Du côté des professionnels, le programme Profamille transmet aux soignants qui l’animent de nouvelles pratiques basées sur des techniques validées et efficaces. Le sentiment d’auto-efficacité et la satisfaction au travail augmentent à mesure que des résultats concrets sont observés, non pas seulement sur les familles, mais également sur les patients qui rechutent moins. Les services hospitaliers rapportent des « changements impressionnants » dans leur rapport avec certaines familles qui ont suivi le cours. Quelques patients nous disent que le cours a changé leurs parents « en bien : ils sont devenus plus cool ! ».

Le grand défi reste néanmoins le recrutement des professionnels à l’animation et celui des familles à s’inscrire pour un tel programme. Les soignants « non-avertis » peuvent regarder davantage aux efforts et/ou à leur sentiment de (in)capacité et les familles « mal-informées » ne voudront pas s’engager alors qu’elles ont déjà l’impression d’en faire beaucoup. Des soirées d’information grand public ont été mises en place à cet effet, pour tenter de convaincre les familles et les professionnels de l’efficacité d’un tel programme (voir chapitre évaluation du programme). En même temps, cela peut s’avérer insuffisant, car il est nécessaire d’y intégrer également les expériences vicariantes (Bandura, 2007, pp. 135-156). Ce sont les expériences et le témoignage de proches aidants ou d’animateurs qui fonctionnent comme modèle de réussite. La démonstration qu’un changement est possible peut créer auprès des auditeurs plus de motivation à changer.
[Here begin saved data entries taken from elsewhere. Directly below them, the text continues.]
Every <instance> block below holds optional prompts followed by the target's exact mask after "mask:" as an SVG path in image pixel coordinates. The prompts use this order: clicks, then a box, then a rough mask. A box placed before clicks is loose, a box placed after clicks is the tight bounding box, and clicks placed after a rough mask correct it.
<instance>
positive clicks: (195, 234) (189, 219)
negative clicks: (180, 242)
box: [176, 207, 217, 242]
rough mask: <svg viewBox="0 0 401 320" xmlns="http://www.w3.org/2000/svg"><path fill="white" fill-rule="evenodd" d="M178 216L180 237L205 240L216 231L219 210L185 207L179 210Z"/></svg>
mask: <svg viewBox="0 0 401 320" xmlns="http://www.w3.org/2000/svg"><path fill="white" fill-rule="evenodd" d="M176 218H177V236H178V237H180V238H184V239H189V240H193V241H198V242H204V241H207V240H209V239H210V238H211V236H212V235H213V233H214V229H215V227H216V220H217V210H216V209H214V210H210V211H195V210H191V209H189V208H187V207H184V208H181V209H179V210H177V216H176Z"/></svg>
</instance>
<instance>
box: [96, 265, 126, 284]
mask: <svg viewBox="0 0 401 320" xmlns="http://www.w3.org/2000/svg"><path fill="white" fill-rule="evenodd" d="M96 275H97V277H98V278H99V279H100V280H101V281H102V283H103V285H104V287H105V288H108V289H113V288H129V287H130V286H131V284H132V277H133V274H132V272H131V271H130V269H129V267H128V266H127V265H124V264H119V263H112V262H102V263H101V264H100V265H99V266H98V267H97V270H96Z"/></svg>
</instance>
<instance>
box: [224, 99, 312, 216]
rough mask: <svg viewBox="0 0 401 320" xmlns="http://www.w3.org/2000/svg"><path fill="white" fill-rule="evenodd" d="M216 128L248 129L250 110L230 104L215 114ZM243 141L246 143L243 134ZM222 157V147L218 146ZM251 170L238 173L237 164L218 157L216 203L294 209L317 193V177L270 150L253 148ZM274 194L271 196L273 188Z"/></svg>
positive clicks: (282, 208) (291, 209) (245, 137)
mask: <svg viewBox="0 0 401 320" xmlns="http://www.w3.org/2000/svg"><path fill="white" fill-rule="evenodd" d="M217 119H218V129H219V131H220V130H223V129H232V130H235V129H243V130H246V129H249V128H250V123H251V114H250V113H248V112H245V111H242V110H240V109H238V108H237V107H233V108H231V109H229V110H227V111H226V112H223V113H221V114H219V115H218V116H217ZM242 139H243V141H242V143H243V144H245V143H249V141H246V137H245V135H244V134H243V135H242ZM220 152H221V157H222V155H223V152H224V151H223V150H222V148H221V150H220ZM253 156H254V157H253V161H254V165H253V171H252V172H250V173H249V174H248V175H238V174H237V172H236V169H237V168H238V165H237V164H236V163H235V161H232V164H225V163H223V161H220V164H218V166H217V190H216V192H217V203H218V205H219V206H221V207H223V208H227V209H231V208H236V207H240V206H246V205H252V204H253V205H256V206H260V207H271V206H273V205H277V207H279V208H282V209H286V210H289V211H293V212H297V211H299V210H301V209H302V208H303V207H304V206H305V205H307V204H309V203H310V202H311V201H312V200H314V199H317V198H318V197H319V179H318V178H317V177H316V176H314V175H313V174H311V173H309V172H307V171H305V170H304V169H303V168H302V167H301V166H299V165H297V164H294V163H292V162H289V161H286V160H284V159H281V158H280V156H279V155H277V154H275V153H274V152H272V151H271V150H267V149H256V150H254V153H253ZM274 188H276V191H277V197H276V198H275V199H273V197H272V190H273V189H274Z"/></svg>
A cet effet, tous les cours donnés à Bienne ont intégré entre 2 à 4 professionnels nommés « observateurs ». Ils vont suivre tout le programme, mais n’interviennent pas, à moins qu’ils ne soient sollicités par les animateurs. Le but est qu’ils fassent l’expérience de cette « pédagogie par l’exemple » et qu’ils deviennent des relais auprès des institutions en témoignant de leur vécu. Ces observateurs sont également aptes à devenir les animateurs des cours suivants.